Beatrice Barth was educated by tutors and later she taught the piano privately. She was 'an avid reader and approached her teaching with a scholarly appreciation of cultural values'. Her father died in 1905 and in order to help her mother support her family, she took over his three rooms in Princes Street. Three of her sisters also began to give music lessons and one of them, Ruby, later recalled that these were 'hard times…no money for extras, or sometimes even for the essentials'.
After a time, music examiners recognised that Beatrice Barth and her sisters, Irene and Ruby, had developed a common teaching style, and suggested they work more closely together in a music school. As a consequence, Beatrice, assisted by Irene, founded the Barth Pianoforte Music School (later known as the Barth School of Music) in 1921. Eighteen months later Ruby joined them. They divided the work according to the stages of the pupils: Ruby taught the beginners, Irene took pupils up to grade eight level and Beatrice took the advanced learners through their diploma courses. Under Beatrice's firm direction the Barth sisters built a thriving music-teaching practice, which had a positive influence on Dunedin's musical community and cultural life for several generations.
The sisters had a room each on the top floor of the Bristol Piano Company building for individual lessons, and they had a classroom where they taught theory to the younger pupils. This was also used for meetings to which speakers such as Frances Ross, principal of Columba College, and the Reverend William Hewitson, from Knox College, were invited. They employed a few of their best pupils to teach theory and some senior pupils took their own rooms in the complex. One of the young theory teachers, Jean Hendry, became a leading school music teacher in Otago.
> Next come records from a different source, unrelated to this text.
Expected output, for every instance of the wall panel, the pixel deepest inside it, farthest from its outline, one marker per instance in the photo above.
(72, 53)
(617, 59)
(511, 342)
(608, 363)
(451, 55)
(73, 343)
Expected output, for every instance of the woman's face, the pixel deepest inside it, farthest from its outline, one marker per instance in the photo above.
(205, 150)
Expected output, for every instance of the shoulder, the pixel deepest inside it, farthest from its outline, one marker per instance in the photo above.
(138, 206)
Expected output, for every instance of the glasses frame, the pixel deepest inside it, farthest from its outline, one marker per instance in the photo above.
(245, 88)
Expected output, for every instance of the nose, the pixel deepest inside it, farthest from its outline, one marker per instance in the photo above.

Beatrice Barth and her sisters took an active part in the Society of Women Musicians of Otago, which was an important support group for professional women music teachers and their pupils. Beatrice was a founding member in 1925 and became its second president in 1928; Irene and Ruby also served as president. All three became life members.
Like her father, Beatrice Barth was active in the administration of the Dunedin Centre of Trinity College of Music, London. He had initiated its establishment in 1896 and become the first secretary. When he died, she was appointed in his place and was voted on to the committee in 1941. Her sister Irene replaced her as secretary in 1939, becoming the third member of the Barth family in succession to hold the position. Examination entries grew from 36 in 1896 to exceed 1,000 in 1946. A large number of examination candidates were from the Barth School of Music. In recognition of Beatrice's long-standing record of over 30 years as secretary, the college in 1925 conferred upon her the Fellowship of Trinity College, London, as an honorary degree.
The Barth School of Music was one of the main music-teaching centres of Dunedin until it closed in 1972, and its influence is still apparent in succeeding generations of music teachers. The school was known for its consistently high standards and academic rigour. Said to have been fun-loving and kind, Beatrice Barth as a teacher was thorough, inspiring and dedicated. However, she was uncompromising and rarely praised success in her pupils for fear that it would make them conceited. She did not marry and died in Dunedin on 14 January 1966.